Disney loses its box office crown: What needs to change?

Disney capped off a disappointing 2023 by losing its crown as the biggest studio at the box office. What does this mean for their new movie slate?

World Premiere Of Walt Disney Animation Studios' "Wish"
World Premiere Of Walt Disney Animation Studios' "Wish" / Alberto E. Rodriguez/GettyImages

To top off a rough year for Disney, it’s official: For the first time since 2015, Disney did not rank as the highest-grossing movie studio of the year. And it shouldn’t be much of a surprise. 

Since 2015, Disney has dominated the box office. That’s little surprise, given the company's large portfolio of animated movies, the MCU and Star Wars. Disney’s dominance was almost a matter of course for the company and aided its coffers.

But 2023 has been, to put it mildly, a huge disappointment, and it’s been shown in that Universal finished 2023 with a total box office of $4.907 billion compared to Disney’s $4.827 billion.

Now, to be fair, Universal did release 24 films compared to Disney’s 17. Also, Universal’s slate included a few duds and disappointments like Fast X and Ruby Killman, Teenage Kraken which reportedly lost $80 million for the company. 

But Universal offset that with mega hits like The Super Mario Bros Movie and Oppenheimer along with M3GAN. That’s a lot better than Disney, which did score with Guardians of the Galaxy Vol 3, The Little Mermaid, and Elemental, overcoming a poor start for a sleeper success.
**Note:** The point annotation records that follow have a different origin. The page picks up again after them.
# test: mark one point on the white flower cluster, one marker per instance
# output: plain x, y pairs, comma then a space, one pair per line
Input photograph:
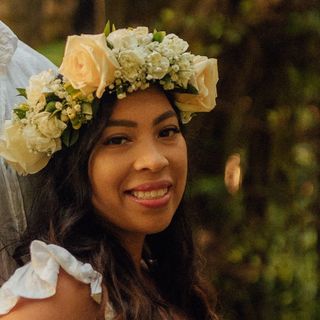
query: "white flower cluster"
39, 124
120, 62
145, 57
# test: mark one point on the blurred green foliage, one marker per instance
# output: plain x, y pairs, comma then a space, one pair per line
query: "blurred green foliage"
261, 244
53, 51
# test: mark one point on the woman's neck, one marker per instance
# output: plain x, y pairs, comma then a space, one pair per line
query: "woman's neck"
134, 245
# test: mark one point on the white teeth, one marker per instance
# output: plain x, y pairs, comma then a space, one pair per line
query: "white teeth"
149, 195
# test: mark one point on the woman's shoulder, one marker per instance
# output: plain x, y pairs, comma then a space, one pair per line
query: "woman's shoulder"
54, 285
71, 301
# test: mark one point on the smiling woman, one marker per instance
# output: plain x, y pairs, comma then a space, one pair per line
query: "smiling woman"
108, 228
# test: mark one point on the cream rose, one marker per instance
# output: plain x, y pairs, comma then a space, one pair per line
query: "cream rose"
50, 126
15, 151
205, 81
88, 63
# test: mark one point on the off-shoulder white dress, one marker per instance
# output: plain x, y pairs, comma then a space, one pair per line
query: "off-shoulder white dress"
38, 279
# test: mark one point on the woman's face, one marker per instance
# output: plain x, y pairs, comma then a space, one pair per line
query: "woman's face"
138, 168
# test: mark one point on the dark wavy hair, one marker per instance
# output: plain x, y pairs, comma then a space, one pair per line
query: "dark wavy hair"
63, 214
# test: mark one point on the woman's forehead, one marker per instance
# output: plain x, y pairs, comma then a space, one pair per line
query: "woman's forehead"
142, 105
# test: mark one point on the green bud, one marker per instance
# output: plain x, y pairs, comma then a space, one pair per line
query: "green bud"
51, 106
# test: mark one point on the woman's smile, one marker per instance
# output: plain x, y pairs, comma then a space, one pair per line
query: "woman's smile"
138, 168
152, 194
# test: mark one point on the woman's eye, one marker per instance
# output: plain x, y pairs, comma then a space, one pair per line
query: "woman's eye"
116, 140
169, 132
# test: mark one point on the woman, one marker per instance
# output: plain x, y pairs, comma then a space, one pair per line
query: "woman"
108, 215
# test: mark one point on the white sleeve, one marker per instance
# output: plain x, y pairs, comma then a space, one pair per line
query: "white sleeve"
38, 279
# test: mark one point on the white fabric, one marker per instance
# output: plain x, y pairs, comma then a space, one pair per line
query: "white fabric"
38, 279
17, 63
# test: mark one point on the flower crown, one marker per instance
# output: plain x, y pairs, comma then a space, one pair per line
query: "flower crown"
118, 62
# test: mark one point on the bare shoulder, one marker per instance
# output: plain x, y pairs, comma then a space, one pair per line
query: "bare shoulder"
72, 301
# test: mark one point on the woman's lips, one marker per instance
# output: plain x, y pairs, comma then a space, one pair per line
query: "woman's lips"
151, 195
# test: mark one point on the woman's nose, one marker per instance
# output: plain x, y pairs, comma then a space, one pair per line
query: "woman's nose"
150, 157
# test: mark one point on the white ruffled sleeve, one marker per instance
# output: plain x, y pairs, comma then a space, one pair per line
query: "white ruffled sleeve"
38, 279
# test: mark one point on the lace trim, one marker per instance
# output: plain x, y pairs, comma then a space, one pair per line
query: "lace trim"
38, 279
8, 44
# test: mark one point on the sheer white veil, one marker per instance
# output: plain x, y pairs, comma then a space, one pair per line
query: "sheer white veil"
17, 63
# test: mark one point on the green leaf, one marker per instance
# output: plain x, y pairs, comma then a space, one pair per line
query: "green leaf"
95, 107
70, 136
51, 106
22, 92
Sadly, it’s the flops everyone is noting, and Disney had a lot of them. For the first time since 2014 (excluding the pandemic-affected 2020/21), Disney didn’t have one movie make $1 billion, with GOTG Vol 3 coming the closest with $845 million.
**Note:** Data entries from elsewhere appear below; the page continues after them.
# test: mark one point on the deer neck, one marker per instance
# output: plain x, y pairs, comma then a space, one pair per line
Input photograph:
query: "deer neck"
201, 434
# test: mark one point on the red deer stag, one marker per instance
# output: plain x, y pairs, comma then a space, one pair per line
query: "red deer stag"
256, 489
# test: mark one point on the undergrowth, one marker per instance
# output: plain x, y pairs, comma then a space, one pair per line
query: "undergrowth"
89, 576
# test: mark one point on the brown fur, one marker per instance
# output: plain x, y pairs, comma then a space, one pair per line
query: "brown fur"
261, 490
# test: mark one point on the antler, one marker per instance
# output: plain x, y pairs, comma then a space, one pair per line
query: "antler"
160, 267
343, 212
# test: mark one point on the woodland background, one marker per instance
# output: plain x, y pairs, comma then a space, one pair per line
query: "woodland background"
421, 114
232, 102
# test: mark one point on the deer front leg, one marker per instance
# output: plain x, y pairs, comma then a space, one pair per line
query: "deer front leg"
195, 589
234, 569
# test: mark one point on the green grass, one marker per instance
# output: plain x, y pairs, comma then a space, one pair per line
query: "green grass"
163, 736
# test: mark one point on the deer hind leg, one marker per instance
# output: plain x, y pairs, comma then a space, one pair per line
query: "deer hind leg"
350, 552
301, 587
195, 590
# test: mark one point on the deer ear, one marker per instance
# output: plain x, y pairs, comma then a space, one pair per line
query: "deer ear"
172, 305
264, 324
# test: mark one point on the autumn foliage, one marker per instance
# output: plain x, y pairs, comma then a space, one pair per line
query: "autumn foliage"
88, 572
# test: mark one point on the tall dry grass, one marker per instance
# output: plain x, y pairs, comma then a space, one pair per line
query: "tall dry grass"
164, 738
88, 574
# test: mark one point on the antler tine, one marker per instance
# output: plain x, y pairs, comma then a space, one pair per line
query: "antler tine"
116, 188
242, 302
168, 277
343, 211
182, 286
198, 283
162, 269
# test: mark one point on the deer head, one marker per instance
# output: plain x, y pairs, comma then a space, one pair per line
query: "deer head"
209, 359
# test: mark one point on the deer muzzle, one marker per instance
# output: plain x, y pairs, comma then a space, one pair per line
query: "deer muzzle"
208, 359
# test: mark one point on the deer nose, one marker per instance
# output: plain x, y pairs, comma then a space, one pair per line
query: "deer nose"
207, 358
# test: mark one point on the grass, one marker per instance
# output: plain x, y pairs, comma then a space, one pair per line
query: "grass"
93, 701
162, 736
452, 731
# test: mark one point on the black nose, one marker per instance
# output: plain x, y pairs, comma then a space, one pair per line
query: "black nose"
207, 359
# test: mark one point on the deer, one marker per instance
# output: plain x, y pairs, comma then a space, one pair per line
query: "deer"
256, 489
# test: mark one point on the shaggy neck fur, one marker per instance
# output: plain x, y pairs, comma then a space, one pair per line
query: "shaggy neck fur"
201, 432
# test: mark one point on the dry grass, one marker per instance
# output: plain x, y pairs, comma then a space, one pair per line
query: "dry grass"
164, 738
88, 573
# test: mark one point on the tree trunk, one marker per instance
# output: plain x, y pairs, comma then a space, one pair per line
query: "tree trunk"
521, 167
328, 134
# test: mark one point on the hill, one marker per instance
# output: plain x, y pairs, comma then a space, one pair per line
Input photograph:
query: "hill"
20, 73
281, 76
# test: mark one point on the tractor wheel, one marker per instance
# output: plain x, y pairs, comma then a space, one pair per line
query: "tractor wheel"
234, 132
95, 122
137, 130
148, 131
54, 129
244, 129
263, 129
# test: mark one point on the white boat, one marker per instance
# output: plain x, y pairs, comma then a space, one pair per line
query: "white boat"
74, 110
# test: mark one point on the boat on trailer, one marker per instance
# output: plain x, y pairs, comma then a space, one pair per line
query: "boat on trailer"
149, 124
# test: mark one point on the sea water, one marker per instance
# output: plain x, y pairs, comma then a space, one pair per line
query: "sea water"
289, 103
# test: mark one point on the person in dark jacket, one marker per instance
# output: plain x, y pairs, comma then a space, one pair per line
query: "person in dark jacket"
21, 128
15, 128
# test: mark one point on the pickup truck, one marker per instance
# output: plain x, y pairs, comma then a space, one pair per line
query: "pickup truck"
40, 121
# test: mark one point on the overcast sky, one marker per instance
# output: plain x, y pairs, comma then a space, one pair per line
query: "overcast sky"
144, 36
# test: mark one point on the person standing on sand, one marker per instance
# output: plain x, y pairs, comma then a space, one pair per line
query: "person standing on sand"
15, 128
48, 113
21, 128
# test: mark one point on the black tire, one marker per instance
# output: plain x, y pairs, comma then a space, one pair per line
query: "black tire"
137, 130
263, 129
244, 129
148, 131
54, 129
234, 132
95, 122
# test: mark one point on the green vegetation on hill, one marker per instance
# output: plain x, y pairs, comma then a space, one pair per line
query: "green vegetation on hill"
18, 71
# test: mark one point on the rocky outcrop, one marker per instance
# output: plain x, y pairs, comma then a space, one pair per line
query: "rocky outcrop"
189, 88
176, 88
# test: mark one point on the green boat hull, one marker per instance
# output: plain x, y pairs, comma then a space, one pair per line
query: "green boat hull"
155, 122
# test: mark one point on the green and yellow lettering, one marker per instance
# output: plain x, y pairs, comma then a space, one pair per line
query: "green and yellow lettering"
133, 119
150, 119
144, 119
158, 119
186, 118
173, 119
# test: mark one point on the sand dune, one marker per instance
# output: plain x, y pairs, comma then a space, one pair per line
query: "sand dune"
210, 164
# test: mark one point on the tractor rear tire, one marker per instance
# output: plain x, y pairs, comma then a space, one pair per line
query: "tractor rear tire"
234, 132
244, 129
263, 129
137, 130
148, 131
More importantly, the disappointments and outright disasters included such high-profile projects as Haunted Mansion, Indiana Jones, and the Dial of Destiny and Wish. The usually reliable MCU also faltered with Ant-Man and the Wasp: Quantumania underperforming while The Marvels became the MCU’s first outright bomb. 

So, what could this mean for Disney in the future?

Disney’s box office future

A key issue is that while the numbers for many of Disney’s 2023 films may look good, they’re offset by ridiculously high budgets. Dial of Destiny cost a reported $300 million, making it almost impossible to make a profit. 

Compare that to Universal as aside from Fast X and Ruby Killman, most of their movies were low-budgeted to offset any losses. Disney isn’t the only high-profile studio that faltered as Paramount likewise saw Mission Impossible: Dead Reckoning Part I disappoint. Warner Bros had their own mega-budget disasters in The Flash, but the massive success of Barbie and Wonka offset it. 

It brings up once more how Disney’s budgets are way too high to aid their profits. This may play into 2024, as aside from Deadpool 3, there will be no MCU movies released. Also, some high-profile projects like the live-action Snow White and the Seven Dwarves have been put off until 2025.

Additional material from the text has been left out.